Because of their varied use in fluid piping systems, ports and connectors need to be correctly identified when adding or replacing hoses or tubes in your specific system.

A thread standard identifies the form, angle, diameter and pitch. ASME B1 .1 and ISO 261 are examples commonly used by thread manufacturers. The American Society of Manufacturing Engineers, American National Standards Institute, International Organization for Standardization, SAE International, British Association, and Deutsches Institut für Normung are a few of the organizations responsible for developing these standards.

Fluid Port and Connector Identification Tools:


Used to measure inner and outer thread diameters.

Thread Pitch Gauge:

Used to measure the number of threads per inch, as well as thread to thread spacing in the case of metric connections.

Before you begin measuring, be sure the threads are in good condition. Distorted or worn out threads can give you inaccurate measurements. Once you determine that the threads are in good condition, measure and note the diameter. (An I.D./O.D. caliper is a suitable tool for this.) Match the dimensions provided in this guide with your recorded measurements. You should be aware that due to manufacturing tolerances, your measurements may not specifically match those included in this guide.

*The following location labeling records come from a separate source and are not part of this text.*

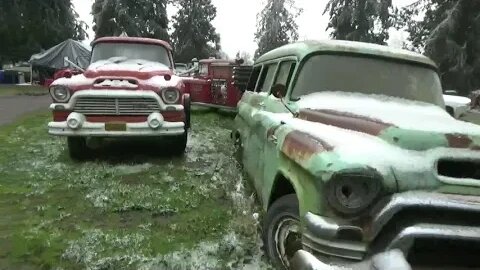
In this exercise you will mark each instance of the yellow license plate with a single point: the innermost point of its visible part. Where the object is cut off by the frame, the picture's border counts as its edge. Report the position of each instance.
(116, 126)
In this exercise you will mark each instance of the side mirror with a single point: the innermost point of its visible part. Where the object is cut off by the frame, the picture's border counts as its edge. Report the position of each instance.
(279, 91)
(66, 62)
(451, 92)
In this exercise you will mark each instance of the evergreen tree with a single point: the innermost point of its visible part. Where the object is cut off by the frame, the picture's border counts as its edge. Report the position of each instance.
(276, 25)
(28, 26)
(194, 35)
(360, 20)
(449, 33)
(138, 18)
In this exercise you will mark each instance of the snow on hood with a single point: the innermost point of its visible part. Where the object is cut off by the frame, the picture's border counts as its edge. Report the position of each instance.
(117, 83)
(359, 148)
(76, 80)
(124, 64)
(403, 113)
(456, 100)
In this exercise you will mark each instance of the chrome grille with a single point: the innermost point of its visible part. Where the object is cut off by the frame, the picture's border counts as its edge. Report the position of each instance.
(116, 106)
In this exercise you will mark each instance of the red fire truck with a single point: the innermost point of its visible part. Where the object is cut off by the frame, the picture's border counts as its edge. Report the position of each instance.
(212, 86)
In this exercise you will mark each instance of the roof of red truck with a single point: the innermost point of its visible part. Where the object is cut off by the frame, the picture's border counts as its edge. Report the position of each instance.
(216, 61)
(138, 40)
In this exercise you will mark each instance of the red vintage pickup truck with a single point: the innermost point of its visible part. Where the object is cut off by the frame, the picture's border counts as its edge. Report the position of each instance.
(129, 90)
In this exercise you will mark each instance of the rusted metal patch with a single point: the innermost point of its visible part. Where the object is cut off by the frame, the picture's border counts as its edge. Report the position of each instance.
(256, 100)
(301, 146)
(459, 141)
(345, 120)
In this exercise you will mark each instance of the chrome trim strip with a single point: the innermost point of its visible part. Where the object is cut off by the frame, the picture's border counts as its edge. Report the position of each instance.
(343, 249)
(405, 239)
(383, 213)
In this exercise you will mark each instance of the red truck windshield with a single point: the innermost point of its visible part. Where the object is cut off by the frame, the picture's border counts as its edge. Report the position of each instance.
(154, 53)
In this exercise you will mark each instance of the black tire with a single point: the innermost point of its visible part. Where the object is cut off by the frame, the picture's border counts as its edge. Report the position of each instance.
(282, 214)
(78, 149)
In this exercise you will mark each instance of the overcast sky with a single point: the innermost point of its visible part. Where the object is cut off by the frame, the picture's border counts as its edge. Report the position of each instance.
(236, 22)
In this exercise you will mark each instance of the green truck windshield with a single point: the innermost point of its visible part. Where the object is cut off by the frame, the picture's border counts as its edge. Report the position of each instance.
(361, 74)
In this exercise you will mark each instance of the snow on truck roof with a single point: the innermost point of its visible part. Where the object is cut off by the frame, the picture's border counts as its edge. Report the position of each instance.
(132, 40)
(306, 48)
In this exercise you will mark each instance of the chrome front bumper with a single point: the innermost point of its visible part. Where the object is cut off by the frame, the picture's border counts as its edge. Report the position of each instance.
(327, 237)
(83, 128)
(391, 260)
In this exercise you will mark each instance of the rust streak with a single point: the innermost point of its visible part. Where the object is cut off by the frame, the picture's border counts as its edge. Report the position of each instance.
(345, 120)
(300, 145)
(459, 141)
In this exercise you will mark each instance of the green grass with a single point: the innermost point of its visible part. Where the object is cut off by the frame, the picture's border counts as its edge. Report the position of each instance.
(127, 210)
(19, 90)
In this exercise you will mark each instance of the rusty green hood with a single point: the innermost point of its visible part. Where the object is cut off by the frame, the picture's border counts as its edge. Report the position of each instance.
(403, 140)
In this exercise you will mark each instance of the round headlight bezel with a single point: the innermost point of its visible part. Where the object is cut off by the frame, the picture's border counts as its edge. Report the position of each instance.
(353, 192)
(54, 90)
(167, 99)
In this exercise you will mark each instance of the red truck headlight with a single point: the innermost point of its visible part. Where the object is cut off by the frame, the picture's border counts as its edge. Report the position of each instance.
(60, 93)
(170, 95)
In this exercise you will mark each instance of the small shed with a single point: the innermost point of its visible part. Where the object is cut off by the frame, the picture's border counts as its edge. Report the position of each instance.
(54, 57)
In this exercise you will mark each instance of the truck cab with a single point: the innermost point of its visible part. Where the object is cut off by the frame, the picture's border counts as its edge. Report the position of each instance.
(211, 85)
(129, 90)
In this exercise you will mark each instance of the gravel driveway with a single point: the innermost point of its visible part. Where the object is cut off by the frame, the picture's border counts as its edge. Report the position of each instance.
(13, 107)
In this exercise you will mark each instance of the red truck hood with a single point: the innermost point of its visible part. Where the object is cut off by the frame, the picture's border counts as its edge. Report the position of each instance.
(140, 69)
(144, 75)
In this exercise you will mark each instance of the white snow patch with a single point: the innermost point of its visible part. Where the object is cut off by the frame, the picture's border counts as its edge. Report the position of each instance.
(124, 64)
(117, 83)
(403, 113)
(76, 80)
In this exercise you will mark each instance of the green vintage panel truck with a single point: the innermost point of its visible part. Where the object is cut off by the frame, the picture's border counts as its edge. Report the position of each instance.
(352, 153)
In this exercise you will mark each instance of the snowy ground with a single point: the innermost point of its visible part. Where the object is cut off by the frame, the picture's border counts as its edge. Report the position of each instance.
(130, 209)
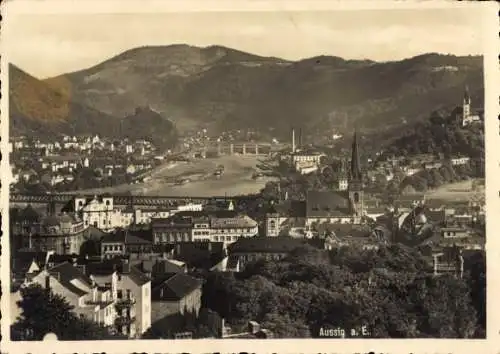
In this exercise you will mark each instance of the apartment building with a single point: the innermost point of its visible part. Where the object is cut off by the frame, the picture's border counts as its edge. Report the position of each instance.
(203, 226)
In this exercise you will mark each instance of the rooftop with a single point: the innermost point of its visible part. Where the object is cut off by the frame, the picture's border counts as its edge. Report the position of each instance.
(259, 244)
(176, 287)
(327, 204)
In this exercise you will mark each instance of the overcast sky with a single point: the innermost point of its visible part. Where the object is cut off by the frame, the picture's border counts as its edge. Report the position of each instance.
(51, 44)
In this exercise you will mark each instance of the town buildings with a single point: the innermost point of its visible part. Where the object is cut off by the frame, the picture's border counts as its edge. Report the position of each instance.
(62, 233)
(217, 226)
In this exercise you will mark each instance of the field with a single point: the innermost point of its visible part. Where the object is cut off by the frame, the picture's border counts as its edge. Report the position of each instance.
(237, 178)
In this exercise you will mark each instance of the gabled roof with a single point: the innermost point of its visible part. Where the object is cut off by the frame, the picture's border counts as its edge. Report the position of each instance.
(66, 273)
(327, 204)
(138, 277)
(118, 236)
(176, 287)
(23, 260)
(29, 214)
(259, 244)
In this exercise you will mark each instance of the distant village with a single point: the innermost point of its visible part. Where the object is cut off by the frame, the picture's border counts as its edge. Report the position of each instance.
(131, 267)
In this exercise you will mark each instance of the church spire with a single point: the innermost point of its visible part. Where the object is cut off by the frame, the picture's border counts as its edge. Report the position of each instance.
(466, 94)
(355, 164)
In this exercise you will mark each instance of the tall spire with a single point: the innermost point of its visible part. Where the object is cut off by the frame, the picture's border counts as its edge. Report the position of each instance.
(355, 164)
(466, 94)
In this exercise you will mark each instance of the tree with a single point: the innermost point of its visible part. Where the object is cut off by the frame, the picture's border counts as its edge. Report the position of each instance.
(44, 312)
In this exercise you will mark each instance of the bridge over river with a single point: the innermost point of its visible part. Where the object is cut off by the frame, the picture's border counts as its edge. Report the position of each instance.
(60, 198)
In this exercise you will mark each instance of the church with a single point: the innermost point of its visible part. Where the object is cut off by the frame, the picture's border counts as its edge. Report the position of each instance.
(467, 116)
(345, 205)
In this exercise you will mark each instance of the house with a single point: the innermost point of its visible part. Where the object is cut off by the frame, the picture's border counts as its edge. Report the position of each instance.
(199, 255)
(132, 293)
(26, 264)
(97, 211)
(63, 233)
(203, 226)
(288, 218)
(126, 242)
(176, 298)
(459, 160)
(80, 291)
(448, 261)
(177, 294)
(247, 250)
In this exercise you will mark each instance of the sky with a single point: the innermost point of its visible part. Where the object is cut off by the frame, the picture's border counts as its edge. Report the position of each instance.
(50, 44)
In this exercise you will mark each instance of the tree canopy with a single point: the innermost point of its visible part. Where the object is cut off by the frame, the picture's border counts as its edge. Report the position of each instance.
(391, 292)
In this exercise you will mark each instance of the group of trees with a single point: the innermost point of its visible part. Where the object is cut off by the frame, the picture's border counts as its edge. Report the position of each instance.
(441, 134)
(433, 178)
(388, 291)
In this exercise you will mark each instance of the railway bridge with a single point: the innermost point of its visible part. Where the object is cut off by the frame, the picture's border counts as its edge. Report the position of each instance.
(63, 198)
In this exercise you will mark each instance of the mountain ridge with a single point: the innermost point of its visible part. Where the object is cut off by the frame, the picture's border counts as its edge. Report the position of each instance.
(223, 88)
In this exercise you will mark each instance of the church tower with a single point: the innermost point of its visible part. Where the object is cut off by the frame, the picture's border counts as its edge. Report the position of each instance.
(355, 188)
(343, 176)
(466, 105)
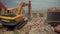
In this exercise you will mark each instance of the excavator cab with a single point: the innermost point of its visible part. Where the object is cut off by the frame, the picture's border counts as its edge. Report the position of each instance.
(12, 18)
(10, 12)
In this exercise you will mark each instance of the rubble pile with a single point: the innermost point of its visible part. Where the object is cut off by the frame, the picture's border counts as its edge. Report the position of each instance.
(37, 26)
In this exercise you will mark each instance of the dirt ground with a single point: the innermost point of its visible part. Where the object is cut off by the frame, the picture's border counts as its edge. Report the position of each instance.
(34, 26)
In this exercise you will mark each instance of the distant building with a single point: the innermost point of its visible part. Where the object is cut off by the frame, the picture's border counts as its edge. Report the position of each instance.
(1, 5)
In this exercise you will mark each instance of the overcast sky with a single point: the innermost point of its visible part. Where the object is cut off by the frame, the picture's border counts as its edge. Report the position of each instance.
(36, 4)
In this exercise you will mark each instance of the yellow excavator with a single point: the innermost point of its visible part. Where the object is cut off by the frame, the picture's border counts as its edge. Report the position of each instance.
(12, 18)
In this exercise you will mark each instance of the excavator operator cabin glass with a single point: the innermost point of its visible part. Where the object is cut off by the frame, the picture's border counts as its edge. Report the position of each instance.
(11, 4)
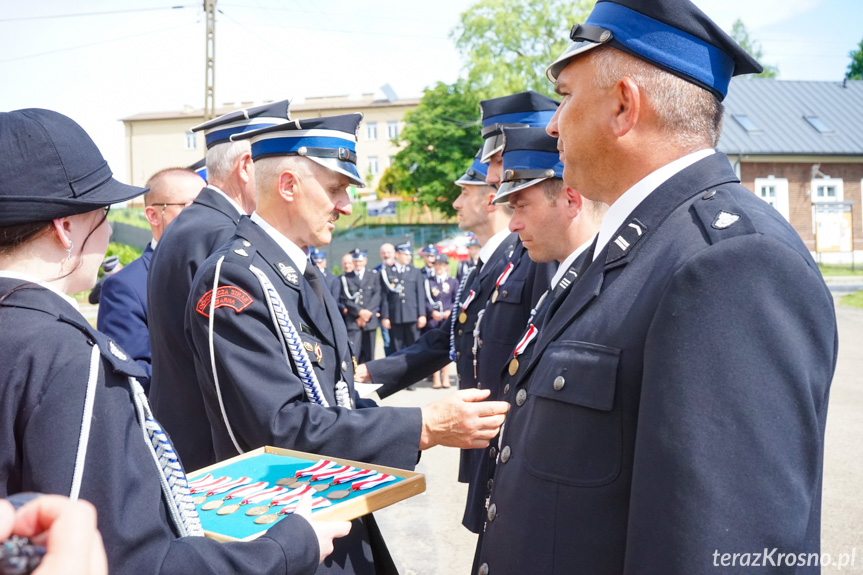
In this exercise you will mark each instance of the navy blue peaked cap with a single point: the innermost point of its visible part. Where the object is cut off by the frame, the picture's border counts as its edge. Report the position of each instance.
(524, 110)
(671, 34)
(330, 141)
(530, 156)
(50, 168)
(220, 130)
(475, 174)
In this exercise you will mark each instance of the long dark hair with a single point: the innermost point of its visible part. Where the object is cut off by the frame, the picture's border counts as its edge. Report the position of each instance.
(14, 236)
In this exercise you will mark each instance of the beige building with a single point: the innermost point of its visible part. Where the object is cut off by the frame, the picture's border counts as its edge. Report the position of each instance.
(157, 140)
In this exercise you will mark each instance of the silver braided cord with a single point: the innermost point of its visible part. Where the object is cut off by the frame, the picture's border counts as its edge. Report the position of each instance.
(175, 486)
(454, 315)
(292, 341)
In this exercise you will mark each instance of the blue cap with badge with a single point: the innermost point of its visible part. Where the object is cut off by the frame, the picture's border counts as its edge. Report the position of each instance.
(50, 168)
(475, 174)
(673, 35)
(220, 130)
(530, 156)
(330, 141)
(523, 110)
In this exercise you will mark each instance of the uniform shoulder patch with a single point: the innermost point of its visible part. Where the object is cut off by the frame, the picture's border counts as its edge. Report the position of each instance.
(226, 296)
(725, 220)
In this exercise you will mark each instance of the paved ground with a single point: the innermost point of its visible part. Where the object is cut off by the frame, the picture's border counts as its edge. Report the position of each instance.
(425, 533)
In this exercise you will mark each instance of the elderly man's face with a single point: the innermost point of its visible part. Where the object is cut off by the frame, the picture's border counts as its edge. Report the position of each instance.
(471, 206)
(347, 264)
(321, 197)
(581, 126)
(534, 219)
(388, 254)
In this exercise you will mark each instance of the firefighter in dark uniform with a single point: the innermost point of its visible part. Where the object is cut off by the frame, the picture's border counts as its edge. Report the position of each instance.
(402, 299)
(270, 346)
(675, 403)
(74, 420)
(196, 233)
(359, 298)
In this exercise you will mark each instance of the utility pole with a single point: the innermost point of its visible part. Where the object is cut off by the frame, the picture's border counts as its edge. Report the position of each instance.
(210, 69)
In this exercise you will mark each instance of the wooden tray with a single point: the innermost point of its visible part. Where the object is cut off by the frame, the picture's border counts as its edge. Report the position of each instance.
(272, 463)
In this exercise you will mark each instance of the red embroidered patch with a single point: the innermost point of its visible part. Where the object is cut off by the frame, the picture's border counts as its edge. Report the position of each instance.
(226, 296)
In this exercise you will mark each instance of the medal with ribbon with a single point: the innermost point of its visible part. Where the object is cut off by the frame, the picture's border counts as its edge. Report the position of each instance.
(501, 280)
(373, 481)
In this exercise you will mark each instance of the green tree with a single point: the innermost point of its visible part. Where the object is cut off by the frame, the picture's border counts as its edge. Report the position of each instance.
(740, 34)
(508, 44)
(441, 137)
(855, 67)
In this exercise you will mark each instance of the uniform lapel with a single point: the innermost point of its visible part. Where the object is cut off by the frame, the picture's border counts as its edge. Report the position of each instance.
(288, 271)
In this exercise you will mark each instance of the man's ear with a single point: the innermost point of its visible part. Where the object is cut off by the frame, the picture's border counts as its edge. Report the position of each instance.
(247, 167)
(153, 216)
(627, 100)
(574, 201)
(288, 183)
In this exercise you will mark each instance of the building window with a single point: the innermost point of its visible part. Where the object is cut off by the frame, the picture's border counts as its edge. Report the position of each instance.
(774, 191)
(827, 190)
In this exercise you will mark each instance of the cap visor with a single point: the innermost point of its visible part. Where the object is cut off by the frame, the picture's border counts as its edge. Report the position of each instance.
(576, 48)
(508, 188)
(491, 146)
(342, 167)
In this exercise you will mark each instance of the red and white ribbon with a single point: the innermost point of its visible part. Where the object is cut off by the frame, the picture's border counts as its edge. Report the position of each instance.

You'll need to determine the spacing of the threads, per square inch (or thread to thread distances for metric connections), after measuring the diameter. It is important to be sure the thread pitch gauge properly fits on the threads to get the best accuracy. Note and compare your measurements with those in this guide.

For accurate measurement of four-bolt flanges, use a caliper to measure the port hole diameter of the bolt, and note that number. Then, measure the distance from center to center of the bolt holes, and note the longest spacing.

Dash Numbers:

The sizes of tubes and fluid pipes generally use an abbreviation called a dash number. When describing a fluid pipe or a tube using dash numbers, only the top number of the fraction is used. The bottom number is always 16 and is generally ignored. (Also, be aware that dash numbers are nominal.)

e.g. -8 size is equal to 8/16", or 1/2"

* Because metric measurements are actual sizes of a tube or a fluid pipe, dash numbers do not apply. For example, an M10x0.5 has threads on the outside of 10 mm with thread spacing of 0.5 mm.